Con un rigor espartano en su estructura dramática y una precisión y una frialdad quirúrgica en cada uno de sus planos, Haneke nunca cede a la tentación de explicar nada. Por el contrario, su narración va tejiendo un denso, enfermizo tapiz, hecho de infinidad de pequeñas escenas y episodios que van sumiendo al relato en la ambigüedad y en el misterio, al mismo tiempo que todo parece ir cobrando un sentido terrible, como le sucede al narrador del film, el maestro del pueblo. El parece el único capaz de conservar la inocencia, de expresar su amor sincero por una institutriz del pueblo, situación que da lugar a unas escenas de una ternura muy contenida, es cierto, pero también muy raras en un cineasta habitualmente tan cruel como Haneke.
Sin embargo, el hecho de que sea ese personaje quien narre la historia desde una voz cascada por la vejez y el paso del tiempo (“No sé si todo es completamente cierto, algunos acontecimientos todavía permanecen en el misterio”, dice al comienzo) propone un distanciamiento frente a la materia dramática que invita a rechazar la identificación con los personajes para privilegiar, en cambio, una reflexión sobre los sucesos narrados. El ritmo del relato, pautado no sólo a partir de las estaciones que marcan los ciclos vitales de la comunidad sino también, y muy especialmente, de sus rituales religiosos (la cruz es un elemento omnipresente en el film y no únicamente en la casa del pastor), contribuye también a preguntarse por el sentido de los acontecimientos antes que dejarse arrastrar por ellos.

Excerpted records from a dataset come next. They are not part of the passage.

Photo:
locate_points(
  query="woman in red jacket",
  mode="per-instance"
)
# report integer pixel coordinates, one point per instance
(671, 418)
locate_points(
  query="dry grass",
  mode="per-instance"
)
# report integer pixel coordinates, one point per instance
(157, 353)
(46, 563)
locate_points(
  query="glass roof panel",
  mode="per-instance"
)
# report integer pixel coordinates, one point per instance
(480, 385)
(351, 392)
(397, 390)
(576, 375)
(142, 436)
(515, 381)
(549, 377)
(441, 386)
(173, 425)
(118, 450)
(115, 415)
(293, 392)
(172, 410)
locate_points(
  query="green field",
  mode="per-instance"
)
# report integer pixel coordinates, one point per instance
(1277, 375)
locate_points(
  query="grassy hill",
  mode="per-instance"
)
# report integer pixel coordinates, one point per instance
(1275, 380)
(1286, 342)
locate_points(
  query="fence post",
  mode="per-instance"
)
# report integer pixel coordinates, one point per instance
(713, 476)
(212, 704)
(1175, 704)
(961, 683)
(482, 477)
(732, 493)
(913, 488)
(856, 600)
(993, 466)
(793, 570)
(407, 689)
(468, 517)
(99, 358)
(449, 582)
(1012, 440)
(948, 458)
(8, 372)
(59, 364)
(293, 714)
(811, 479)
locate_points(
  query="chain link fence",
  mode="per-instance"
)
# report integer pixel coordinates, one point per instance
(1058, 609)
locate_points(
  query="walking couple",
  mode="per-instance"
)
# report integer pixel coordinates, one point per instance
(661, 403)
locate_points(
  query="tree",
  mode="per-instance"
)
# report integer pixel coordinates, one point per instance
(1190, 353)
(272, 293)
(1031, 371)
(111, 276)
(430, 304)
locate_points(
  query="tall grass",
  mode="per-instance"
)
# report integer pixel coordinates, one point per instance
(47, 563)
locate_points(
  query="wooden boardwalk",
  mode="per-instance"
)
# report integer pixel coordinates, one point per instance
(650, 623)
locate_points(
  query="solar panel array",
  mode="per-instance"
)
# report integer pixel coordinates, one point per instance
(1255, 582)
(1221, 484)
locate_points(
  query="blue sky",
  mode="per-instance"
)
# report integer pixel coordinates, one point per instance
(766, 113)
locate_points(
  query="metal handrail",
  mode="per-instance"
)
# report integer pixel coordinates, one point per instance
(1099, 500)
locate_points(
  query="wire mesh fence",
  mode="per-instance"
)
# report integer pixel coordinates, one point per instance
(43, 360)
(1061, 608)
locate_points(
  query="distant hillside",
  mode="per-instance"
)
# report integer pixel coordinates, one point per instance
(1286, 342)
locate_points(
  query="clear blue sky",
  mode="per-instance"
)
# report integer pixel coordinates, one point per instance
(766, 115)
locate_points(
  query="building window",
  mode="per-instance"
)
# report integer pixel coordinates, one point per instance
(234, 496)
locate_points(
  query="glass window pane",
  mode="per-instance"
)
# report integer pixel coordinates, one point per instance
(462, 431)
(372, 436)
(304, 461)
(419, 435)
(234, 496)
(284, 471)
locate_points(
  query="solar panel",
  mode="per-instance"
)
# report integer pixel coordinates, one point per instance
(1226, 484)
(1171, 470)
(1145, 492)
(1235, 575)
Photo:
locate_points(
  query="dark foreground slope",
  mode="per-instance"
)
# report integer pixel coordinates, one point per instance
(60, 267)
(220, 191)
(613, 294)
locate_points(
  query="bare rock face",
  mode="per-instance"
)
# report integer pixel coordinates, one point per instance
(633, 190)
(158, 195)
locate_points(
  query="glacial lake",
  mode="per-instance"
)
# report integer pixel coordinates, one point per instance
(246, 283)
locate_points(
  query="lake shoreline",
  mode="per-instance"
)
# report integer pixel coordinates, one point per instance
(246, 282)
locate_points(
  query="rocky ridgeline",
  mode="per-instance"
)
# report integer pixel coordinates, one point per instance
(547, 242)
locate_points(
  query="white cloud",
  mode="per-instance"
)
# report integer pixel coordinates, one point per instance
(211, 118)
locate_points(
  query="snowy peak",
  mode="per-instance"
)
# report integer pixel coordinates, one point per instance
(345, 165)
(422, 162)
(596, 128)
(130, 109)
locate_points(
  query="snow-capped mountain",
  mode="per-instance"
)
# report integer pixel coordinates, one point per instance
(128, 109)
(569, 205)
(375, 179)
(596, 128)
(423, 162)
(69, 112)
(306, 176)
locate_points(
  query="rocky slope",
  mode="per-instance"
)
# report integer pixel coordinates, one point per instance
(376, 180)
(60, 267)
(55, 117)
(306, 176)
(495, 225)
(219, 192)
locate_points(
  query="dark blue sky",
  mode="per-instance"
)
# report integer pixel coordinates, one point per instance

Lo que, en todo caso, el film de Haneke va descubriendo poco a poco, con un notable entramado formal –que va sumando geométricamente esos episodios de violencia, cada vez más graves y atroces–, es que detrás de esos actos en apariencia anárquicos se esconde un Mal que, lejos de lo que preferiría esa feligresía de un protestantismo extremo, no tiene nada de sobrenatural. Por el contrario, la revelación –en verdad la suposición, así de ambiguo es el film– de quiénes y por qué practican esas brutales acciones disciplinarias no podría ser más inquietante, más revulsiva.